The melting-curve analysis of DNA is a challenge since amplicons resolution on Tm is not exquisite on most real-time PCR machines when using SYBR Green. At least 1°C difference between unmethylated and methylated amplicons is required for a duplex MS-PCR. Indeed, because SYBR Green is not used at a saturating concentration that would inhibit PCR, fluorescent melt curves obtained are small and poorly resolved. On some real-time PCR machines, high resolution melt-curve analysis can be carried out using saturating cyto 9 as the DNA-intercalating dye, but in that case resolution is too exquisite and PCR unfinished amplicons give shoulder peaks that are undistinguishable from misprimed amplicons.

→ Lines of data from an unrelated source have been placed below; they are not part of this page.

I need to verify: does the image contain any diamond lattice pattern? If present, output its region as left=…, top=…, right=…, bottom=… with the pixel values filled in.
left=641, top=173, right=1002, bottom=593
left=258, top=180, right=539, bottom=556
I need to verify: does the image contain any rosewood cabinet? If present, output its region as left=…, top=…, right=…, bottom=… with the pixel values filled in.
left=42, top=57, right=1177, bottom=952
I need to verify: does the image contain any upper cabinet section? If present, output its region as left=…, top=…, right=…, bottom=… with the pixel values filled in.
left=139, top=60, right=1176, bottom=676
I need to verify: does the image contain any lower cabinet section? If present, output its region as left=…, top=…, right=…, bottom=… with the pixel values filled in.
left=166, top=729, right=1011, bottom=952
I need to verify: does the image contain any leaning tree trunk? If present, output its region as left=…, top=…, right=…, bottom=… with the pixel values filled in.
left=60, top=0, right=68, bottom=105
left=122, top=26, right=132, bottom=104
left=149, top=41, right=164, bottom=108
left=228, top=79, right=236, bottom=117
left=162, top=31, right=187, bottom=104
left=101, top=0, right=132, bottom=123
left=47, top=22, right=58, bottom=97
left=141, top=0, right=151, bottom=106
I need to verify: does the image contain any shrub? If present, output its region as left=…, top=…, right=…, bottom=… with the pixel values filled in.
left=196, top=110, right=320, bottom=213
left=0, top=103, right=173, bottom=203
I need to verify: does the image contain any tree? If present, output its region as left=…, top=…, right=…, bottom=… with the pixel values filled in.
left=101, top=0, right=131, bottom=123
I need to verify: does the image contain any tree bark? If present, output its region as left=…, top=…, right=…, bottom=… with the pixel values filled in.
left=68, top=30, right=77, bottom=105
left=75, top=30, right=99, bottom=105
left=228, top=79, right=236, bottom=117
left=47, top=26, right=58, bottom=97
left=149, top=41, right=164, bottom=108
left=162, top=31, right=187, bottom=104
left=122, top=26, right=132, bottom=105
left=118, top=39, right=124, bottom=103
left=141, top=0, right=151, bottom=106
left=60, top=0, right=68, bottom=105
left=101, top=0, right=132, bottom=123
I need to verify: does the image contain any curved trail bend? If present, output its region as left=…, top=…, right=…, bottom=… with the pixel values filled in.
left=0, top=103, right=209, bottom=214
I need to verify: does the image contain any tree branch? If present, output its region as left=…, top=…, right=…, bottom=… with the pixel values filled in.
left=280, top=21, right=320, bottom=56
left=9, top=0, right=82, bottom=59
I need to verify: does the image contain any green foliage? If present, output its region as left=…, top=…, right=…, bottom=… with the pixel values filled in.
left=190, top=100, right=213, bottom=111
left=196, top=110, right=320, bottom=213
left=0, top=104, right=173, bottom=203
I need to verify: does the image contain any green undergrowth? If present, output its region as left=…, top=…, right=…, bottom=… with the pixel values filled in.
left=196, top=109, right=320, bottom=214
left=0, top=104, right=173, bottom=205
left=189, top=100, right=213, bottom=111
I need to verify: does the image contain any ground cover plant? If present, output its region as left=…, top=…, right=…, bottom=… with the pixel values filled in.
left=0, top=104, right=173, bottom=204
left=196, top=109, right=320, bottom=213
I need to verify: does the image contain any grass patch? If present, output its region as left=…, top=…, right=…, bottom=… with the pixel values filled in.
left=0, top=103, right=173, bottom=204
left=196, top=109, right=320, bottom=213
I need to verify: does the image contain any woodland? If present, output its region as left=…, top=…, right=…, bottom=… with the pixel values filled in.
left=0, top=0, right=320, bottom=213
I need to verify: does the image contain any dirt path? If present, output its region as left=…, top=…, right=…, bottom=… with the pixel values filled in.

In order to acquire correct methylation detection by melting-curve analysis, certain parameters should be taken into consideration. Firstly, the bisulfite reaction needs long incubation, high temperature, and high molar concentration of sodium bisulfite for complete conversion of cytosine residues to uracil.13 Otherwise incomplete conversion could lead to false positive results with appropriate design of PCR primers also being crucial.14
There are currently many different approaches to generate DNA methylation data. Methylation-specific real-time quantitative PCR has proven the most effective in detecting the methylation level of a single cytosine. In combination with sequencing and array-based approaches, elucidation of epigenetic mechanisms will comprise a valuable tool for identification of biomarkers to assist in cancer diagnosis and treatment.